Opened 8 years ago

Closed 8 years ago

Last modified 8 years ago

#3189 closed defect (fixed)

Find out why bwscanners break after a few days/weeks of operation

Reported by: karsten Owned by: mikeperry
Priority: Medium Milestone:
Component: Core Tor/Torflow Version:
Severity: Keywords:
Cc: aagbsn@… Actual Points:
Parent ID: Points:
Reviewer: Sponsor:

Description

All four bwscanners on gabelmoo broke at different times in the past two weeks. When running cron.sh manually, I get:

WARN[Sun May 15 18:12:49 2011]:Bandwidth scanner scanner.1 stale. Possible dead bwauthority.py. Timestamp: Mon May  2 23:10:20 2011
WARN[Sun May 15 18:12:49 2011]:Bandwidth scanner scanner.3 stale. Possible dead bwauthority.py. Timestamp: Tue May 10 21:26:10 2011
WARN[Sun May 15 18:12:49 2011]:Bandwidth scanner scanner.2 stale. Possible dead bwauthority.py. Timestamp: Wed May  4 18:13:06 2011
WARN[Sun May 15 18:12:49 2011]:Bandwidth scanner scanner.4 stale. Possible dead bwauthority.py. Timestamp: Wed May 11 02:38:38 2011

Other than that, the logs look pretty normal to me. But maybe that's because Tor was only logging on notice level.

After staring at logs for an hour or two, I changed Tor logging to debug and redirected all of bwscanner's cron output to files. Depending on available disk space, I might reduce Tor logging to info soon.

Hopefully the logs will tell us something about the problem here. The last time I ran into this problem, Mike suggested to just restart the scanners which I did. And Andrew says he's restarting his bwscanners every three days to avoid them breaking. I'd like to find out why they are breaking and get that fixed.

Child Tickets

Change History (3)

comment:1 Changed 8 years ago by mikeperry

Aaron discovered #2947 while working on some tickets for upgrading the bw scanners to use newer sqlalchemy and also to fix the postgre and mysql backends. It seems as though sqlalchemy doesn't like you to clear all tables/objects easily without leaking some data.

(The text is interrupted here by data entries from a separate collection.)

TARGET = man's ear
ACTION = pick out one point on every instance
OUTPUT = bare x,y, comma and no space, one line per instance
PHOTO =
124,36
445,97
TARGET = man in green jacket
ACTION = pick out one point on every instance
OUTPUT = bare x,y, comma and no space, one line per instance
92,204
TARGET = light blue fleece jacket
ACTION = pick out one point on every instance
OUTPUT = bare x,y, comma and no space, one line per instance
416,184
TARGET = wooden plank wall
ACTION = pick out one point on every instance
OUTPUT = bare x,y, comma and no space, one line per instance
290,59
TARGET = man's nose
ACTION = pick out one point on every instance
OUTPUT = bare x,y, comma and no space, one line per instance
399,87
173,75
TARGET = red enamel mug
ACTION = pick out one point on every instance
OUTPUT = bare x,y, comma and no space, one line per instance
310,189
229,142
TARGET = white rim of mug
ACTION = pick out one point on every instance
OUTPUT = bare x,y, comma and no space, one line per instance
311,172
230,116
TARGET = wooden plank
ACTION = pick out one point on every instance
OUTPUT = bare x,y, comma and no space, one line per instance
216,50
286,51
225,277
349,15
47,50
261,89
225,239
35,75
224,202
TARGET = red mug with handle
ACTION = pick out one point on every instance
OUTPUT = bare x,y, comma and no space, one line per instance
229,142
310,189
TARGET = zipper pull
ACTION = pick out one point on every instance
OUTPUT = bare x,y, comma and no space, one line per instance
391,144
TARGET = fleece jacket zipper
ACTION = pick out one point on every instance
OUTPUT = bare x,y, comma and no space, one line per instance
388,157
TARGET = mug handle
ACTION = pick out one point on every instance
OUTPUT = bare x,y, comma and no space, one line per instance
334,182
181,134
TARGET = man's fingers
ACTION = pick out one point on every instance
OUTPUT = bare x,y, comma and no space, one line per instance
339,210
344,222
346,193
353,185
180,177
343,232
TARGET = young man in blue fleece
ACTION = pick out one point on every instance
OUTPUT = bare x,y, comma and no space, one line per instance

I think that is the most likely culprit. He has been working on a fix for it and is currently testing it on his personal machine.

comment:2 Changed 8 years ago by aagbsn

Cc: aagbsn@… added
Resolution: fixed
Status: newclosed

#2947 outlines the approach taken to resolve this issue. The fixes have been merged. Can we close this ticket?

comment:3 Changed 8 years ago by mikeperry

Yes.

Note: See TracTickets for help on using tickets.